What is the expected output? What do you see instead?

Expect transfer to complete quickly similar to the same speed when
transferring without using Honeyd. Instead I see a short burst where approx
2112 kb are transferred, followed by several shorter bursts and a long
delay at shutdown.

What version of the product are you using? On what operating system?

1.5c and SVN trunk.

Please provide any additional information below.

The systems are on the same 100mb ethernet lan. Transferring the same file
and bypassing Honeyd takes 1 second (4.9MB/s). Transferring through Honeyd
proxy takes 32 seconds at 156 KB/s.

Original issue reported on code.google.com by pkwar...@gmail.com on 4 Jun 2009 at 1:57

GoogleCodeExporter commented 8 years ago
Here is a patch that fixed the majority of the performance issues I was seeing 
with Honeyd.
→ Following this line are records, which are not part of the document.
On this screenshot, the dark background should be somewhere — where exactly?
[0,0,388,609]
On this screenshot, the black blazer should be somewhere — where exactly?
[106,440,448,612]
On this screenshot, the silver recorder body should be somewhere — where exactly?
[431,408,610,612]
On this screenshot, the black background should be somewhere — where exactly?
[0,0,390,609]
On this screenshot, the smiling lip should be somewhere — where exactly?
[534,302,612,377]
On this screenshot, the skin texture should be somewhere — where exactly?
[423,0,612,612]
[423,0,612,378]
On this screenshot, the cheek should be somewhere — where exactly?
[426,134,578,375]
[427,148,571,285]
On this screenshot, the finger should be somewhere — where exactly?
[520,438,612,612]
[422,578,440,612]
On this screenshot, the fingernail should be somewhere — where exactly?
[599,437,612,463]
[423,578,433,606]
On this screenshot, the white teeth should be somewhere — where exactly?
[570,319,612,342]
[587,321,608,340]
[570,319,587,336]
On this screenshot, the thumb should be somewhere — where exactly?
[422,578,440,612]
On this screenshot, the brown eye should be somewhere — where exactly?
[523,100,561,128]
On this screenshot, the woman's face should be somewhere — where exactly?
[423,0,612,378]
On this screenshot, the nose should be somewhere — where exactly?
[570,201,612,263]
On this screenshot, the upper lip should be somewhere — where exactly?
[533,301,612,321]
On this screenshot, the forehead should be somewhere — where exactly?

The primary problem I found was that out of order TCP packets are 
dropped instead of buffered.

This patch makes the following changes:
- Increases the default window and TCP buffer sizes.
- Buffers out of order packets instead of dropping them.
- Responds to keep alive packets with an ACK.
- Handles TCP packet checksums set to 0xffff.
- Sets checksums on packets received on lookback device to allow Honeyd to run 
on the loopback interface.
- Allows up to 8192 byte UDP packets (from 2048).